Réformistes et révolutionnaires
Depuis des mois, surtout lors des luttes qui ont ponctué l’opposition au projet de réforme des retraites du gouvernement, l’affaire est entendue : Le syndicalisme se diviserait en deux grandes coalitions, les syndicats réformistes et les syndicats révolutionnaires. Il est bien sûr un peu difficile de faire passer Force Ouvrière ou la Confédération Générale des Cadres pour des organisations prêtes à renverser l’ordre social. Alors les grands communicants qui officient dans les médias ont trouvé : les syndicats réformistes veulent bien discuter, tandis que les autres ne veulent rien entendre, les premiers seraient donc des progressistes et les seconds des jusqu’au-boutistes.
Avec les experts et les commentateurs des conflits sociaux de la Macronie, la science sociale ne risque pas d’aller très loin. L’histoire sociale est en effet plus complexe en matière de réforme et de classement des rôles joués par les uns et les autres. Le 23 avril 1919, le gouvernement Clémenceau, effrayé à l’idée d’une grève générale qui se profile, fait adopter par le parlement la journée de travail de 8 heures. Le mot d’ordre a été lancé à Londres, en 1864, par le congrès de l’Association internationale des travailleurs, où siège un certain Karl Marx.
En France, en 1919, le syndicalisme est alors regroupé dans la Confédération Générale du Travail, où se trouvait à l’évidence des « réformistes » et des « révolutionnaires ». En juin 1936, la semaine de 40 heures est adoptée avec les deux semaines de congés payés. Le syndicalisme est divisé jusque-là entre majoritaires (CGT), les « réformistes » de l’époque, et les unitaires (CGTU), les « révolutionnaires » du moment. Les deux tendances du mouvement ouvrier, ceux qui « discutent » (des modalités) et ceux qui « ne voulaient rien entendre » (de ce qui leur était proposé), se sont retrouvées ensemble dans cette réforme historique du Front populaire.
En 1945, la loi créant la Sécurité sociale est adoptée avec ses branches maladie, famille, vieillesse. Le ministre du travail, Ambroise Croizat, est un ouvrier métallurgiste, syndicaliste cégétiste, communiste. Dans le vote, se retrouvent à nouveau des « révolutionnaires », des « réformistes », et des partisans du général De Gaulle.[3]

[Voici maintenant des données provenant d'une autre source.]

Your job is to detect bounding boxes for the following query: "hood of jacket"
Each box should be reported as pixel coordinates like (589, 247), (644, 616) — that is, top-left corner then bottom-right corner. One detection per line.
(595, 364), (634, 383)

Le mot « réformiste » peut-être un mot piégé. Le « réformiste » est censé vouloir la réforme par principe, quelle qu’elle soit. Celui qui ne l’est pas, ou dont il a été décrété qu’il ne l’était pas, la refuserait encore par principe. On peut être à la fois partisan de la « réforme » et être « révolutionnaire », cette double dualité peut être complémentaire, tout dépend du contenu de la « réforme ». 1919, 1936, 1945 … « Le passé n’est jamais mort, il n’est pas passé »,[4]cette dualité « réformiste » et « révolutionnaire » a un bel avenir.